Numeri che il sovrintendente ha illustrato con soddisfazione nella sua prima conferenza stampa del 2006: «Non è mancata la fiducia del pubblico - ha detto - e questo è il risultato più importante, soprattutto in tempi di ridimensionamento del Fondo Unico per lo Spettacolo». I sei turni tradizionali della stagione lirica e di balletto (8 titoli d´opera più tre di danza) registrano un aumento del 2,7% (+5,4% per l´incasso). Ma la vera notizia è che, se le conferme sono state 4.897, i nuovi acquisti sono stati ben 865. E, anche se manca ancora un´analisi dettagliata del pubblico, c´è da scommettere che si siano aggiunti dei giovani. La stagione dei concerti sinfonici è in pareggio, ma i nuovi abbonati sono 2.294 rispetto ai 1524 confermati. Successo anche per le formule speciali come il "Mini abbonamento" e il "Week-end", che oltretutto chiudono la campagna a fine gennaio. Il teatro intende aprire sempre di più ai giovani con il ciclo "Domenica alla Scala": per 4 concerti dal 15 gennaio un adulto, pagando 12 euro, porterà gratis un minorenne. «L´anno prossimo ripeteremo l´esperimento anche per 4 o 5 serate d´opera» conferma Lissner.

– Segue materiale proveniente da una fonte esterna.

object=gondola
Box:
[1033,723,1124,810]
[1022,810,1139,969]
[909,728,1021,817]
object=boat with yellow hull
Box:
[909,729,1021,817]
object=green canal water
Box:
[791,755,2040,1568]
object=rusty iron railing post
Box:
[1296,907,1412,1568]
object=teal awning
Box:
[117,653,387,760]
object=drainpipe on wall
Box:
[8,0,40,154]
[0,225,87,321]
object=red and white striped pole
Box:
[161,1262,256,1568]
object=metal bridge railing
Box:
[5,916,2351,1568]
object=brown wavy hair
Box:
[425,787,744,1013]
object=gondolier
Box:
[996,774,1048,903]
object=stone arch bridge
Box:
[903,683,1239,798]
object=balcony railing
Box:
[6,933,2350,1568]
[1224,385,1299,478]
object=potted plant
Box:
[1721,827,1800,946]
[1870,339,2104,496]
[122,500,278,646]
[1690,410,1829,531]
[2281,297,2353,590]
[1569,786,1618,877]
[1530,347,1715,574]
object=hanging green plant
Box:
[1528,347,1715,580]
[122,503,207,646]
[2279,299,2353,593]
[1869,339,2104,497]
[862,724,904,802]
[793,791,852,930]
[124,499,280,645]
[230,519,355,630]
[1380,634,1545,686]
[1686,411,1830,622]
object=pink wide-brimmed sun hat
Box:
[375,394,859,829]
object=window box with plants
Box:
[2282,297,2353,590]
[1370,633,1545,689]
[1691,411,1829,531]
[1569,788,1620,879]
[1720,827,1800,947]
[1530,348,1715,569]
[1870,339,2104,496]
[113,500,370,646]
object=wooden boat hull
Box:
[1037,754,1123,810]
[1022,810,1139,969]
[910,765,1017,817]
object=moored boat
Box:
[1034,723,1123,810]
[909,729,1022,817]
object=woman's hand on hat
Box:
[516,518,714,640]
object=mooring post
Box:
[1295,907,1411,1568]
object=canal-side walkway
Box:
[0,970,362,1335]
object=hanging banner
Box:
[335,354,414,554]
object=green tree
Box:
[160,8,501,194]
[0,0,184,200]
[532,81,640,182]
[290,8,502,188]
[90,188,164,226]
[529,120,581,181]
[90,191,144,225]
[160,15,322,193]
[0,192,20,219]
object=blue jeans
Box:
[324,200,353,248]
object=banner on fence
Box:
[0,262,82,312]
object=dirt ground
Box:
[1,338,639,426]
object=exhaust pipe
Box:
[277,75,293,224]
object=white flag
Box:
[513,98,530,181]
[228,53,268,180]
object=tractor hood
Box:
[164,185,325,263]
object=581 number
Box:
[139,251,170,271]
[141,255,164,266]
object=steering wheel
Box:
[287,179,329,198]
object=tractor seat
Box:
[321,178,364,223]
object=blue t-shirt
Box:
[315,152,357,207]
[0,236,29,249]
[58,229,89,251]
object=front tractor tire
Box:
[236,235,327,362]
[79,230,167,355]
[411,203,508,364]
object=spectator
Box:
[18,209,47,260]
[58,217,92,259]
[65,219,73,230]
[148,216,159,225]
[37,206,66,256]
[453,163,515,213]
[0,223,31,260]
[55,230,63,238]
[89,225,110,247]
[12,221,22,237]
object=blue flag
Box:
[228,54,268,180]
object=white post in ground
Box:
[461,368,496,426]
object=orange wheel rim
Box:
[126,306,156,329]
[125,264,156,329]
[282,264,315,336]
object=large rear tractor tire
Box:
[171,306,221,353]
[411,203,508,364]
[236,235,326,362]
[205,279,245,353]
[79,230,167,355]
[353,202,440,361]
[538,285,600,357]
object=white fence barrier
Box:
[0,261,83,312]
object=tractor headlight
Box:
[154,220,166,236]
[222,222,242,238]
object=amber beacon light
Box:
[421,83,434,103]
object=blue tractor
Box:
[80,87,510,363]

Restano però i tagli al Fus: «5,7 milioni di euro in meno nel 2006 - sottolinea Lissner - ma il Comune si è impegnato a dare una mano alla Scala». Sarà necessaria anche una razionalizzazione delle risorse, spiega il sovrintendente, che annuncia di voler arrivare a un risparmio del 10% in tre anni. Bisognerà tagliare i cachet? «Non sarà necessario - spiega -. Alla Scala per tutti gli artisti, compresi i direttori d´orchestra, c´è un top-fee di 18 mila euro a recita, più basso che in altri teatri». Intanto c´è un´anticipazione: nella stagione 2007-8 Riccardo Chailly dirigerà la Manon Lescaut di Puccini con la regia di Nikolaus Lenhoff.